Limited gain in low-semantic/simple scenes: SA-SOR is significantly lower in images with low \(\rho\) (e.g., the \(\rho=7\) group only reaches 0.629), indicating that in scenes with few objects and no "story," top-down signals might be unhelpful or even noisy.
Inference overhead from iterations: \(K=5\) cycles + autoregressive captioning incurs a computational cost compared to single-pass methods (refer to original Table 7 for FPS analysis).
Lower MAE on IRSR: On IRSR, the MAE of 6.89 is higher than QAGNet's 6.71, suggesting mask precision might not be superior in scenes with more objects (up to 8).

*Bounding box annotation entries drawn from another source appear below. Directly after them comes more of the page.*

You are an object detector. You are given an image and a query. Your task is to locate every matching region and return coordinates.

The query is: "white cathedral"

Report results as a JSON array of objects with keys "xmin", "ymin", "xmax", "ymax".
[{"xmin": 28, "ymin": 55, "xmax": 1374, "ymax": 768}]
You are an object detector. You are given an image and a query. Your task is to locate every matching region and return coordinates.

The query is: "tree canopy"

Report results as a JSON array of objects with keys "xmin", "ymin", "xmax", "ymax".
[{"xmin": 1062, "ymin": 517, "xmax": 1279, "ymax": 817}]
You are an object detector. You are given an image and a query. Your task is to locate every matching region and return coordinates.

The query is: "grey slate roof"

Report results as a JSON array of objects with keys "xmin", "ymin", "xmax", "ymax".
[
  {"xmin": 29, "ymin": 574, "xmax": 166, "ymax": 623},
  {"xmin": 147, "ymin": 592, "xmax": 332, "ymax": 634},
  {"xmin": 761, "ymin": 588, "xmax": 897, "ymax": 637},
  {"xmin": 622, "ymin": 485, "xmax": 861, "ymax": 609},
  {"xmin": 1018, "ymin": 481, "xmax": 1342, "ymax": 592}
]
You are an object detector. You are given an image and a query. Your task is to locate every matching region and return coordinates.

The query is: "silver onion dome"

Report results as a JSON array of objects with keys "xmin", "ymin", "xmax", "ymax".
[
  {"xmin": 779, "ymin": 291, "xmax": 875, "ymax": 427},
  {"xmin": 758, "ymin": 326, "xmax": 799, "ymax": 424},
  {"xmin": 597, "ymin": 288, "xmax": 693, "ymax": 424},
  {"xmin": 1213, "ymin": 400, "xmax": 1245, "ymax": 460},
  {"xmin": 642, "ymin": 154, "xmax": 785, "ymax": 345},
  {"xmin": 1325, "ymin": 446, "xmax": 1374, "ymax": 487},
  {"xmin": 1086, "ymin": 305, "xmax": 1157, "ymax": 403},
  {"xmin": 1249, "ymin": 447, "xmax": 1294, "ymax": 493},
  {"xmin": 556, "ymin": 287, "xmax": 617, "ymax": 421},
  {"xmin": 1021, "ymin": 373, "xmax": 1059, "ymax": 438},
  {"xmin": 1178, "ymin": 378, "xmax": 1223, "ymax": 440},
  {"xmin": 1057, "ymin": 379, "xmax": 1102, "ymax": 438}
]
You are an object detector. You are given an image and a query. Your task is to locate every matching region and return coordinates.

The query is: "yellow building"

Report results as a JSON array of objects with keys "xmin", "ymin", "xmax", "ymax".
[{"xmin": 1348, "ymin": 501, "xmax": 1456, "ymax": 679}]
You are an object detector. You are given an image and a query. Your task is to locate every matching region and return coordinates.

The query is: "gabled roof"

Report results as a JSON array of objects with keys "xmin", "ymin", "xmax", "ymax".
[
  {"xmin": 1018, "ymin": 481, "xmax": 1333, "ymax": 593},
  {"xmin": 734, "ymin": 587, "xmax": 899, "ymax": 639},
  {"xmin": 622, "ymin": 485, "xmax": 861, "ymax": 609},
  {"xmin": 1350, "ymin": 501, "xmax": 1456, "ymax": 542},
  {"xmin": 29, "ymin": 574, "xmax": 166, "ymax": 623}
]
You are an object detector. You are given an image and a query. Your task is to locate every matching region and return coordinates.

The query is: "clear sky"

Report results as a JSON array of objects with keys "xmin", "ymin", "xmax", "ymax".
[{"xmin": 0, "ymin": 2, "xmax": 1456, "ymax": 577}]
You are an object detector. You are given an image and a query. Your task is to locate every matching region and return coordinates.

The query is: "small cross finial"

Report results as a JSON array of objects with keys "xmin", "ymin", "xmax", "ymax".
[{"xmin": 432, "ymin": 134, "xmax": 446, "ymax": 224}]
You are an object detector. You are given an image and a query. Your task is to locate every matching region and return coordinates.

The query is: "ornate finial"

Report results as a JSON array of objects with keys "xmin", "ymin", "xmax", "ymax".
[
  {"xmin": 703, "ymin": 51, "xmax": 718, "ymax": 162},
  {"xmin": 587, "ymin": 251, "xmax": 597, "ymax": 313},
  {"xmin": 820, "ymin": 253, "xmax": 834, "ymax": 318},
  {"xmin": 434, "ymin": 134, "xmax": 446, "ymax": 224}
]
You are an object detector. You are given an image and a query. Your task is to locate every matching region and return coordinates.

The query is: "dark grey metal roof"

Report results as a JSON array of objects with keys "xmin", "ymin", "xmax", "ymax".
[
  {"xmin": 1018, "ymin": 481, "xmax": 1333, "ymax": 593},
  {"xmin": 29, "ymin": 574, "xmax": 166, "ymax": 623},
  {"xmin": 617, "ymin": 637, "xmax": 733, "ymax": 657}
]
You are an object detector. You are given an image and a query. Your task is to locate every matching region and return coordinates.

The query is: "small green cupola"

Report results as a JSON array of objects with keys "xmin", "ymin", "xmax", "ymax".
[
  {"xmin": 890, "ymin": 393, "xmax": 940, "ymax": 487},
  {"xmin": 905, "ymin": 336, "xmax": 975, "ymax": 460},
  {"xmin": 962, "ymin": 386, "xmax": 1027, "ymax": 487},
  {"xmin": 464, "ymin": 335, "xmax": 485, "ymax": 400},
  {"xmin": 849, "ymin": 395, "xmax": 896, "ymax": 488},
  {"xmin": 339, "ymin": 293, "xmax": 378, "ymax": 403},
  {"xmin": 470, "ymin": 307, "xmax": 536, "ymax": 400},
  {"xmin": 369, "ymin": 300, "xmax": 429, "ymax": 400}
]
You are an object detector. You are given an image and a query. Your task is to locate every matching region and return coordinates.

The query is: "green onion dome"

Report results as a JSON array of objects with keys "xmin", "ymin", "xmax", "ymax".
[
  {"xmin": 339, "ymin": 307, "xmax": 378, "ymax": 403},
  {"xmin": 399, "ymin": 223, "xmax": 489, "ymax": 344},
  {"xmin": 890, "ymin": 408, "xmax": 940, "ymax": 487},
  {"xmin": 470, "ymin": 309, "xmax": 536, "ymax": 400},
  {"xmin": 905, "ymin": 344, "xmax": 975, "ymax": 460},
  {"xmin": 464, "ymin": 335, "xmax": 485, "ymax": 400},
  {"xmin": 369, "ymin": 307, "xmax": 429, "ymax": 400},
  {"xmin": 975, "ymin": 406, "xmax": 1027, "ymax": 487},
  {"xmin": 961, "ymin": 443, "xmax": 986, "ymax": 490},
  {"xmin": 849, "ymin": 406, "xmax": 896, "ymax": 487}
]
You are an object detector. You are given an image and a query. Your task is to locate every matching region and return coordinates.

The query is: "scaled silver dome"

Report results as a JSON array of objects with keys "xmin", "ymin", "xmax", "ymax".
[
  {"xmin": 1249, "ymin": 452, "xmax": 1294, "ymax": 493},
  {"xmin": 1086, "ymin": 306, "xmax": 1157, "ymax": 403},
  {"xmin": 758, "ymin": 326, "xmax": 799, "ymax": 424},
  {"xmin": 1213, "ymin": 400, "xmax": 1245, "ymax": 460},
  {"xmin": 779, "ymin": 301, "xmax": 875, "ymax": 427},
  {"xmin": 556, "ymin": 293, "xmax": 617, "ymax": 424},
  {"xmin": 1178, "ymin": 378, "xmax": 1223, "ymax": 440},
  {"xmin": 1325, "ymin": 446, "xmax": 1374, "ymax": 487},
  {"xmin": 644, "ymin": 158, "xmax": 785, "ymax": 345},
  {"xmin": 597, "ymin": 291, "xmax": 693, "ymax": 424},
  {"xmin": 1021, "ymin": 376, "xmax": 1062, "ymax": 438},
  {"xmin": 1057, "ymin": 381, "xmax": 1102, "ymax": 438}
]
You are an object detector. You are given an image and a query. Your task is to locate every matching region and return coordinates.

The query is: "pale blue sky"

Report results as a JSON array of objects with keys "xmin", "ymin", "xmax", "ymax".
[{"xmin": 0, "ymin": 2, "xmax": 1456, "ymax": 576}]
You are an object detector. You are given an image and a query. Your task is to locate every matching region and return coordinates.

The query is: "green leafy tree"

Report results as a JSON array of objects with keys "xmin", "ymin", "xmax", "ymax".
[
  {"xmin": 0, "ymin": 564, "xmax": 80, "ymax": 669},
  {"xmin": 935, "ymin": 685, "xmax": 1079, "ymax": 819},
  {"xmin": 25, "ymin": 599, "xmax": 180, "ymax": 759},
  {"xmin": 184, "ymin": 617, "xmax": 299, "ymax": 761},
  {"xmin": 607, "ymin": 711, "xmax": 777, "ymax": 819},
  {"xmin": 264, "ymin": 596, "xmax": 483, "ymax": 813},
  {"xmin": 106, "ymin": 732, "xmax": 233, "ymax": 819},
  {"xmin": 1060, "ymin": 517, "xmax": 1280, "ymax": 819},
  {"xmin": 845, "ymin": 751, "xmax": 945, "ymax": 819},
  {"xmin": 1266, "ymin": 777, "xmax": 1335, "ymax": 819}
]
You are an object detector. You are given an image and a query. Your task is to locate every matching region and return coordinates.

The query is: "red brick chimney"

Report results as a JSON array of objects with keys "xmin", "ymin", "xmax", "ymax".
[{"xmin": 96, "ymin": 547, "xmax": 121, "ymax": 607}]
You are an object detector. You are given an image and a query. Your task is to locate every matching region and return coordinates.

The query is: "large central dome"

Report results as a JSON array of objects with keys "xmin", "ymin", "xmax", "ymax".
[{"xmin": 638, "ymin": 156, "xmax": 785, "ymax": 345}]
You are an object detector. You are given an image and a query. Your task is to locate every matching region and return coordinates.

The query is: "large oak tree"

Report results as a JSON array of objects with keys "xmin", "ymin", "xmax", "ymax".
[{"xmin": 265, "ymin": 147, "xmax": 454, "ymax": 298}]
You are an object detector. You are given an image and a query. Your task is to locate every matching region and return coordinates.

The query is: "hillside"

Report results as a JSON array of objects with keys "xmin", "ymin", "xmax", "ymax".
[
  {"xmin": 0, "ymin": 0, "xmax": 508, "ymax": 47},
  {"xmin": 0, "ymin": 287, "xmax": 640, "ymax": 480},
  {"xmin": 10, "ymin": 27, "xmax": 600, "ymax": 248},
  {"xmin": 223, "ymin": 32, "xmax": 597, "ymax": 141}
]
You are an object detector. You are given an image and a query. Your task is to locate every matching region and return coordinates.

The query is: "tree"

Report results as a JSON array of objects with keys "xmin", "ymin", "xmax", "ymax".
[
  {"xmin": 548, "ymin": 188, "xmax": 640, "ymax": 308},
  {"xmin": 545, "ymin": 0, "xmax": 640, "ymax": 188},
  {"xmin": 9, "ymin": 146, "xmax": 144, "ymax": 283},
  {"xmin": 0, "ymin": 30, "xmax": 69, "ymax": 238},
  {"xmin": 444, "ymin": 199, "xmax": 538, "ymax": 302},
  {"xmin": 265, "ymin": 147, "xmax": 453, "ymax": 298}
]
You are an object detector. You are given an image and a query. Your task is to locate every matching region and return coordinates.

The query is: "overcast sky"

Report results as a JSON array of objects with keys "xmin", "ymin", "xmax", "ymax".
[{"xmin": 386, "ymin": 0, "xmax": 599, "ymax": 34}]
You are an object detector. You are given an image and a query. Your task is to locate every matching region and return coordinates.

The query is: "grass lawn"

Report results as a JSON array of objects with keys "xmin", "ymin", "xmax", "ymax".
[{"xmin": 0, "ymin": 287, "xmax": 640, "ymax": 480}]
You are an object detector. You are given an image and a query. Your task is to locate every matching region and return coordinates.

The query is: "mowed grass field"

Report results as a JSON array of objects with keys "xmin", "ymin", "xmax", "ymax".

vs PoseSOR / DSGNN / QAGNet (Bottom-up SOR): These methods model object-context relationships via human pose, shape/texture graph edges, or hyper-graphs/nested GNNs, all mining clues from the image itself. Ours introduces top-down "scene story" guidance, avoiding misdirection by low-level cues (e.g., not incorrectly focusing on a TV due to pose).
vs Liu et al. 2025 (Implicit order in LVLM descriptions): While both use language, that work uses implicit ordering in LVLM descriptions as external supervision. Ours treats captioning as an endogenous, iteratively refined branch coupled bi-directionally with ranking.
vs Mask2Former / QueryInst (Instance Segmentation backbones): \(L_{task}\) in this paper directly adopts Mask2Former’s mask/classification losses as a detection foundation, then overlays the cyclical interaction of ranking and captioning, effectively "cognitivizing" a general instance segmentation framework.

Rating¶

Novelty: ⭐⭐⭐⭐⭐ First to explicitly formulate top-down "perception-viewing cycles" as a bi-directional caption\(\leftrightarrow\)ranking loop, well-supported by cognitive science.
Experimental Thoroughness: ⭐⭐⭐⭐ Solid across two benchmarks with component ablations, iteration/density/efficiency analysis, though IRSR MAE is not a clean sweep.
Writing Quality: ⭐⭐⭐⭐ Clear mapping between motivation and mechanism; cognitive analogies are consistent, though some module details require checking the appendix.
Value: ⭐⭐⭐⭐ Provides a paradigm for trainable top-down signals in SOR; semantic density analysis characterizes clear boundary conditions.